9. Beluga and Narwhal Family: Monodontidae

  • 2 species
  • Beluga (white whale), Narwhal

10. Beaked whale Family: Ziphiidae

  • 23 species
  • Cuvier’s beaked whale, Baird’s beaked whales, Blainville’s beaked whale +20 more
Are Dolphins Whales - Toothed Whale Classification
The classification of toothed whales

What about Baleen whales, are any dolphins also Baleen whales?

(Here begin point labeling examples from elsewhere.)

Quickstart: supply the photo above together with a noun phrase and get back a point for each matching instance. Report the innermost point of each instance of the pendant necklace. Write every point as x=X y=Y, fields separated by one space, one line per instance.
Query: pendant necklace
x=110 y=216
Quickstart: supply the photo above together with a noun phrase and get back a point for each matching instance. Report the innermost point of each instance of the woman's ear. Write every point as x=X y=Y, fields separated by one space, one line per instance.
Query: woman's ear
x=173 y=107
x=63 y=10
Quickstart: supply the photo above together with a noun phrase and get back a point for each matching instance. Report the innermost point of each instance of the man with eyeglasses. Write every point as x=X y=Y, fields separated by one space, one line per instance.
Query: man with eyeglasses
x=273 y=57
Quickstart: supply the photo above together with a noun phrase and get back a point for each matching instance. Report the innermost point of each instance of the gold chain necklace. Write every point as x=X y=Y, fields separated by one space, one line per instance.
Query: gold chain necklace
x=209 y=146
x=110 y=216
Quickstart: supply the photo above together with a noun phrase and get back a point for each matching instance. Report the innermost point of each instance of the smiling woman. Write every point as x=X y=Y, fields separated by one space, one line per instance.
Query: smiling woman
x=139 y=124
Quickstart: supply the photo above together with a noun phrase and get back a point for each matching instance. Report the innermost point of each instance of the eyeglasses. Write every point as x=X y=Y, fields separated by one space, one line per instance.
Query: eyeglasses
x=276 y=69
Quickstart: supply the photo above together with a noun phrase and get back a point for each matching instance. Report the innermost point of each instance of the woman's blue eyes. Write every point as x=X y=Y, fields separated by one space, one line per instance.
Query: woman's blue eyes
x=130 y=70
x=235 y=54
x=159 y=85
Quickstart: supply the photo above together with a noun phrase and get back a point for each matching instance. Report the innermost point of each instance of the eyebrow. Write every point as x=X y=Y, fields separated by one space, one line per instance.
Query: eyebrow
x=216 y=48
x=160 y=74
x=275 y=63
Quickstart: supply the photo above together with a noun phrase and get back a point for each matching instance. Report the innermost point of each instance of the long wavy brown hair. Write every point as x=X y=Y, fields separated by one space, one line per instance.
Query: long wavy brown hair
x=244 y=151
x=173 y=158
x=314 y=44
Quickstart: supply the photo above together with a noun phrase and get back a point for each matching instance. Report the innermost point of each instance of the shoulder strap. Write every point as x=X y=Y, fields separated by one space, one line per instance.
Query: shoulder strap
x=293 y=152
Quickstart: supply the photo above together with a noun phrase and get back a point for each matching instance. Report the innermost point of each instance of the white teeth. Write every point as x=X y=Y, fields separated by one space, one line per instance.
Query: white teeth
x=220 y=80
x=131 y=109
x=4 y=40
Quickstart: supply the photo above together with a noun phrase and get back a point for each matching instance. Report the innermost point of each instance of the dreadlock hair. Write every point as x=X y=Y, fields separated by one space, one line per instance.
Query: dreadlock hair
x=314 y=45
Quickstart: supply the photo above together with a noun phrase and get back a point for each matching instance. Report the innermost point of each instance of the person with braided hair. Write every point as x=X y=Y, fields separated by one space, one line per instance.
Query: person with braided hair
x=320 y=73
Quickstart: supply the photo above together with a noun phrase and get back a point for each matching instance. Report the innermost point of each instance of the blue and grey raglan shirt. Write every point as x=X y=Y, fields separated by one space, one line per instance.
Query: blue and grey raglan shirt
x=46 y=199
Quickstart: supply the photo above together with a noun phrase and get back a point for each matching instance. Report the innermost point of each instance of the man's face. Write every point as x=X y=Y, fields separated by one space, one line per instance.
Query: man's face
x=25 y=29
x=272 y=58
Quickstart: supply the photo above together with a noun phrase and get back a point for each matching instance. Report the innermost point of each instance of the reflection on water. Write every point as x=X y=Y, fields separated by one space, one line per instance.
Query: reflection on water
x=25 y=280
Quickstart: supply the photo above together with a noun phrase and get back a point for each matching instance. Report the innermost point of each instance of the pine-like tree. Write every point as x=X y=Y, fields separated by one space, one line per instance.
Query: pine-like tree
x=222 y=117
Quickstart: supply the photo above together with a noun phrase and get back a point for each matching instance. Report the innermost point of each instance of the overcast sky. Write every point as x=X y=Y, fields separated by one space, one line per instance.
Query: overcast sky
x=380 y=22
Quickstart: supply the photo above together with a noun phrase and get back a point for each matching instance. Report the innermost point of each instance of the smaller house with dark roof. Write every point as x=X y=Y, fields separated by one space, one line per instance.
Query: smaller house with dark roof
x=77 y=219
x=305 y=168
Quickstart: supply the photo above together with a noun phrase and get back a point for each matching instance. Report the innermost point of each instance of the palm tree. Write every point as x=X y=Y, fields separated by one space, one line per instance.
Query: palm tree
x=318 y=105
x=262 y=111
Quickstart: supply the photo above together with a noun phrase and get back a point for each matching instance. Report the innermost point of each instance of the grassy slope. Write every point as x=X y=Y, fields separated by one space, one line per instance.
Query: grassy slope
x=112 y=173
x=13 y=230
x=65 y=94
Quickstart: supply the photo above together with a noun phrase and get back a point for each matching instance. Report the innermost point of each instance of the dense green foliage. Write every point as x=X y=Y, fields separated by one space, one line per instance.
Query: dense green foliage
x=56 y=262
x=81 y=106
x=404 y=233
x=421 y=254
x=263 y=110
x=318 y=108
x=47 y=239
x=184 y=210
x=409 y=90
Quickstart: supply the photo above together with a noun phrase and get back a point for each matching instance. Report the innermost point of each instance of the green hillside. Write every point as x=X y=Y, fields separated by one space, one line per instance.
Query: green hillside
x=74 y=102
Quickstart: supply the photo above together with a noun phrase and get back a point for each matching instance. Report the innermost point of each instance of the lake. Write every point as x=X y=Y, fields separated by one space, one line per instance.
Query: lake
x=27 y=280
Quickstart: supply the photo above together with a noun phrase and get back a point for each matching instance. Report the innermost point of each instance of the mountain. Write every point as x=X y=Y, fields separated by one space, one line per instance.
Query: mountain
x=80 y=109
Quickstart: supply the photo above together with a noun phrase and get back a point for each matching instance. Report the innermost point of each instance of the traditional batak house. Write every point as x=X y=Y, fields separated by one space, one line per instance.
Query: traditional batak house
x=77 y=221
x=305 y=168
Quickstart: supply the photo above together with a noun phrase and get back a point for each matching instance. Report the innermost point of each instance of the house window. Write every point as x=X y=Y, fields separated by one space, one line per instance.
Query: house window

Baleen whales (Mysticeti) are sea animals that have baleen instead of teeth. Baleen is long whisker-like strands that form along the jaw-line and are used to filter for small fish, crustaceans, krill and plankton. Baleen whales are also much larger than toothed whales being the largest animals in the world. Just like toothed whales, baleen whales are broken down into families. There are 4 baleen whale families. All dolphins have teeth, none have baleen and the largest dolphin is “only” 32 feet long, so there are no dolphins in any of the baleen whale families.

What are the 4 Baleen Whale Families?

1. Right Whale Family: Balaenidae

  • 4 species
  • southern right whale, North Atlantic right whale, North Pacific right whale, bowhead whale

2. Pygmy Right Whale Family: Neobalaenidae

  • 1 species
  • Pygmy right whale

3. Gray Whales: Eschrichtiidae

  • 1 species
  • Gray Whale

4. Rorqual Whale Family: Balaenopteridae

  • 9 species
  • Largest whales
  • Humpback, blue, fin, sei, common minke, Antarctic minke, Bryde’s, Omura’s, and Rice’s
re Dolphins Whales - Baleen Whale Classification
The classification of baleen whales

What about Whale Sharks? (Just to make things interesting!)

Animals With the Toughest Skin-Whale shark
A Whale shark on a blue background. Each whale shark has its own unique pattern of spots, much like human fingerprints

Just when you thought you had it all figured out! What about the whale shark? It doesn’t appear on any of these lists so is it a whale? Is it a shark?

Whale sharks are actually sharks, not whales. They are called whale sharks because they are large (like whales) and sieve water for food like plankton (like whales), but they have gills (like sharks) and cartilage (like sharks). One of the biggest distinctions is that whales are mammals and sharks are fish. So although the whale shark has some similar characteristics they clearly belong with their fellow sharks.

Hopefully that clears things up about how dolphins and whales are related. You can understand why these fascinating sea creatures draw so much attention and are a wonder to watch. With many Marine Life Management organizations and ongoing diligence of conservationist we can hope future generation will ask if dolphins are actually whales as well.